The defectiveness/shame schema is one of 18 early maladaptive schemas (EMS). Having the defectiveness/shame schema means you feel there is something very wrong with you in some way. Your perceived defect can be anything – your appearance, personality, intelligence, morality, etc. However, believing you have such a significant flaw causes shame. So, it also leads to the belief that once others get to know you they will discover your defect and reject you. 

Maladaptive Schemas

Defectiveness/shame an early maladaptive schema (EMS). If you wish to learn more about this schema, as well as the 17 others, check out our article, “The Ultimate Guide to Early Maladaptive Schemas.” 

What Causes the Defectiveness/Shame Schema?

Early maladaptive schemas develop in childhood when primary caregivers are not attuned to the needs of their child. Typically, with the defectiveness/shame schema, the caregiver(s) may have been openly critical of their child through their words or actions. This behavior may be because these caregivers experienced this style of parenting themselves. So, they may be parenting in the same way because they do not have the internal resources to change their actions and satisfy their child’s needs – for reasons such as mental illness, past experiences, or maladaptive schemas of their own. 

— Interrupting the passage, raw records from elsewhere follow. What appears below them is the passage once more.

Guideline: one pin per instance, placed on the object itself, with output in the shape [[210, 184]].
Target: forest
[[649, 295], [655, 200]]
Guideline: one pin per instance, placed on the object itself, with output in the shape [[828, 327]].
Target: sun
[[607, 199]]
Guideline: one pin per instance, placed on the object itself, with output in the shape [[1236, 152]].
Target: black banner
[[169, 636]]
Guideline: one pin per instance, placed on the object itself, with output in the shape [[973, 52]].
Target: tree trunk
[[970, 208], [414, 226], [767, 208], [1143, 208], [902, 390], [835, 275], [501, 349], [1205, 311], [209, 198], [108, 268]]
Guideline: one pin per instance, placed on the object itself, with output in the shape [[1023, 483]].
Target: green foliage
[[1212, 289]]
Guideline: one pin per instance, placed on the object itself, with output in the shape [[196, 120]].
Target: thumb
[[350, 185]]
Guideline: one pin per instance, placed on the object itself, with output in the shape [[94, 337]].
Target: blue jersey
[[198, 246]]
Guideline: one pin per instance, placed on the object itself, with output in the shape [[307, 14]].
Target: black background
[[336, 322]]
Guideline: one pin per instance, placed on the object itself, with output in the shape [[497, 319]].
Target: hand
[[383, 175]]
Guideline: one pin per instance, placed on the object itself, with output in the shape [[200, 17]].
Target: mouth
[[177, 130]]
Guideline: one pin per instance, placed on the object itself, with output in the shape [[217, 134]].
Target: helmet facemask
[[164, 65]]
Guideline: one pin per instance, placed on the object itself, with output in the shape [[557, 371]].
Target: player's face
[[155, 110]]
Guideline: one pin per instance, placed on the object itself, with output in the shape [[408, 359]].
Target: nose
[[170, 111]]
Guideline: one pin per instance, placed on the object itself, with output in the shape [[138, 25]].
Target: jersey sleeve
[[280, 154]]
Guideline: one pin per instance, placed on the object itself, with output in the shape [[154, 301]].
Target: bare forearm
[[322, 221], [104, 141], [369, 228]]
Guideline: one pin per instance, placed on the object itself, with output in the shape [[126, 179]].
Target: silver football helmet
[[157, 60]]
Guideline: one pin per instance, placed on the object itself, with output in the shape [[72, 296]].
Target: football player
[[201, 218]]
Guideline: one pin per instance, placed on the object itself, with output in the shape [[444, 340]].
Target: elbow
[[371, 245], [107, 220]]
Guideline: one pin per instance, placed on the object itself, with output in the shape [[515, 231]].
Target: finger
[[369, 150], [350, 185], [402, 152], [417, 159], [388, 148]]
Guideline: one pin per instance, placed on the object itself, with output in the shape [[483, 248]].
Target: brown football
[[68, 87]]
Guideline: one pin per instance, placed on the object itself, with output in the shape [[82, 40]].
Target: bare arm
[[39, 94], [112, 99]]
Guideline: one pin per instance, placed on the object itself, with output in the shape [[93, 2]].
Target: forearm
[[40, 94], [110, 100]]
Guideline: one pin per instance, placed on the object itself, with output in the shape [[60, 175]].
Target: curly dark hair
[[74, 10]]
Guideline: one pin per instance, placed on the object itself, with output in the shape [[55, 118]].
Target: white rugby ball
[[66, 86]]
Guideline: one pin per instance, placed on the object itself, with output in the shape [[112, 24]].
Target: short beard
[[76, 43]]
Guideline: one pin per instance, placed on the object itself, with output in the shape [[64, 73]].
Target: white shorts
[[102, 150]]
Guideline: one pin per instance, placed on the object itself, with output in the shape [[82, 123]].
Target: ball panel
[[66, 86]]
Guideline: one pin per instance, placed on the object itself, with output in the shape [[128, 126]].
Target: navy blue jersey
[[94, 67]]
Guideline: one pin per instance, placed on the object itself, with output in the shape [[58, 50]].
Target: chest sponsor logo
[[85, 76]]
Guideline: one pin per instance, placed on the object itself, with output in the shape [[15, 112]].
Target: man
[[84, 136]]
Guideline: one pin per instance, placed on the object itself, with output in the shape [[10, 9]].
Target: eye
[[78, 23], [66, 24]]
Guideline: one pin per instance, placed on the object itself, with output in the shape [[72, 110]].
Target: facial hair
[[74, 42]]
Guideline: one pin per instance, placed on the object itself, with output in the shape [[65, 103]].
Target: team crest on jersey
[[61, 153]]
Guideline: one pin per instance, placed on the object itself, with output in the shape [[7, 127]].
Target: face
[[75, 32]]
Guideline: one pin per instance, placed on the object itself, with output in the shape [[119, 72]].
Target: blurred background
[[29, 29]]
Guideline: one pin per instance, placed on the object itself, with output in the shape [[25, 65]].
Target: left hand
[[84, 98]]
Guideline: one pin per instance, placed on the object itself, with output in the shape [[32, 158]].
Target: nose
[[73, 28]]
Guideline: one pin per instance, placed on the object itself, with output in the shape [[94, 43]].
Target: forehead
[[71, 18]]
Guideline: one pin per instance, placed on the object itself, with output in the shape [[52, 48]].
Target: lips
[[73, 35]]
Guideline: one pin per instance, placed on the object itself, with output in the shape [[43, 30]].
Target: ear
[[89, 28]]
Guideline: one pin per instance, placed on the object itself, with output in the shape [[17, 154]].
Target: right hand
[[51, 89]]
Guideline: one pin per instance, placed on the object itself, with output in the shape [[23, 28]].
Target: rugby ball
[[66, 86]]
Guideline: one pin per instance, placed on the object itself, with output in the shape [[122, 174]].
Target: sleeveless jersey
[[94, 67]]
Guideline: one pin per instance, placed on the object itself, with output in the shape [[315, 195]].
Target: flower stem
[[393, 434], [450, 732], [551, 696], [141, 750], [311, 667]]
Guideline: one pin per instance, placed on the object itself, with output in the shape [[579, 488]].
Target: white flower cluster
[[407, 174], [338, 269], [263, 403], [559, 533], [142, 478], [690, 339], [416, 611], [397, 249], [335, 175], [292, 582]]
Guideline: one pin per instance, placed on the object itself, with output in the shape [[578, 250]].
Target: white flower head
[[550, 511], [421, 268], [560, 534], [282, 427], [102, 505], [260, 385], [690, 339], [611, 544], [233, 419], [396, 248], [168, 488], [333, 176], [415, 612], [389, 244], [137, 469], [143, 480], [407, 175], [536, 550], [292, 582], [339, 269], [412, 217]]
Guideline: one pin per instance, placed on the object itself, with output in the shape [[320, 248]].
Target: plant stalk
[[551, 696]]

Another way this schema develops is either through the caregiver unintentionally missing their child’s cues that they have a need, or misinterpreting it as a cue for something else. For example, a caregiver may feel that they have made their child feel loved and cherished by providing a stable homelife. But, in reality, the child may feel disconnected to them because they repeatedly miss or misinterpret their cues.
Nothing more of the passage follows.